## New features
- [pyro.factor](http://docs.pyro.ai/en/stable/primitives.html#pyro.factor) to add arbitrary log probability factor to a probabilistic model.
- Conditional MADE Autoregressive Network available in [pyro.nn](http://docs.pyro.ai/en/stable/nn.html#pyro.nn.auto_reg_nn.ConditionalAutoRegressiveNN).
- Tutorial on [adaptive experiment design](http://pyro.ai/examples/working_memory.html) for studying working memory.
- KL divergence for `Delta` and `Independent` distributions.

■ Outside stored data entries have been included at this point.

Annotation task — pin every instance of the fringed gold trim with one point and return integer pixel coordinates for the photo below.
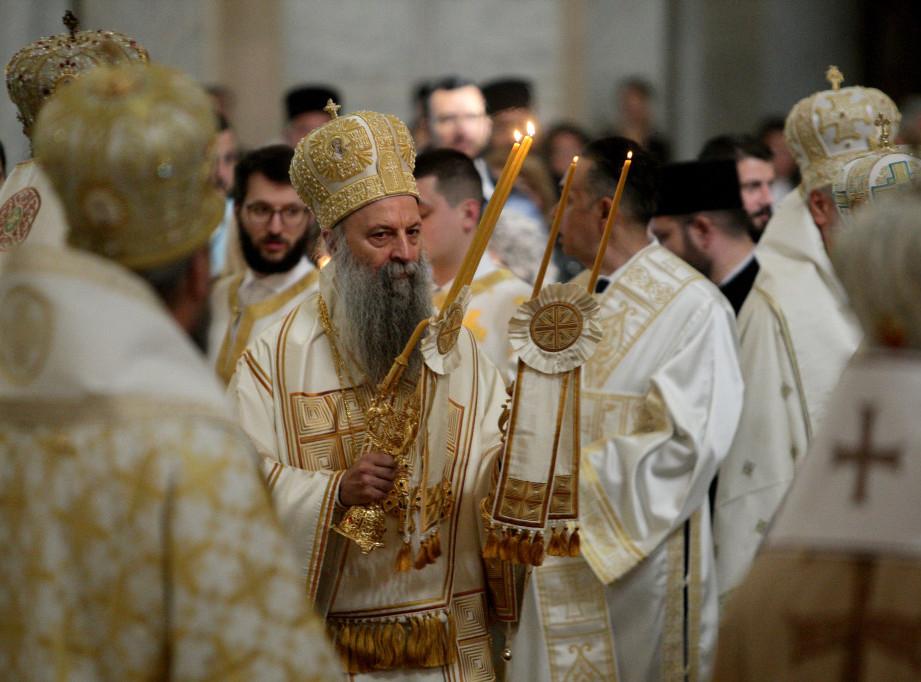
(575, 545)
(404, 558)
(491, 548)
(421, 641)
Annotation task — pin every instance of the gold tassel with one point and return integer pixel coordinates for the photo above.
(435, 548)
(398, 644)
(554, 544)
(384, 653)
(413, 643)
(523, 554)
(404, 558)
(575, 544)
(451, 639)
(491, 548)
(422, 558)
(434, 654)
(537, 550)
(511, 545)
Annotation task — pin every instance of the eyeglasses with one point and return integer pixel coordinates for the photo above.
(261, 214)
(454, 119)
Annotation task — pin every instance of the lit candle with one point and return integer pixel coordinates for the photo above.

- A fast `n log(n)` implementation of the [Continuous Ranked Probability Score (CRPS)](https://www.stat.washington.edu/raftery/Research/PDF/Gneiting2007jasa.pdf) for sample sets: [pyro.ops.stats.crps_empirical](http://docs.pyro.ai/en/dev/ops.html#pyro.ops.stats.crps_empirical)
## Code changes and bug fixes
- Moved `pyro.generic` to a separate [pyro-api](https://github.com/pyro-ppl/pyro-api) package.
- Minor changes to ensure compatibility with [pyro-api](https://github.com/pyro-ppl/pyro-api), a generic modeling and inference API for dispatch to different Pyro backends.
- Improve numerical stability of MixtureOfDiagonals distribution using `logsumexp` operation.
- Improved U-Turn check condition in NUTS for better sampling efficiency.
- Reorganized `constraints` and `transforms` module to match `torch.distributions`.
- Fixed AutoGuide intitialization stragtegies, resolving a bug in `init_to_median`.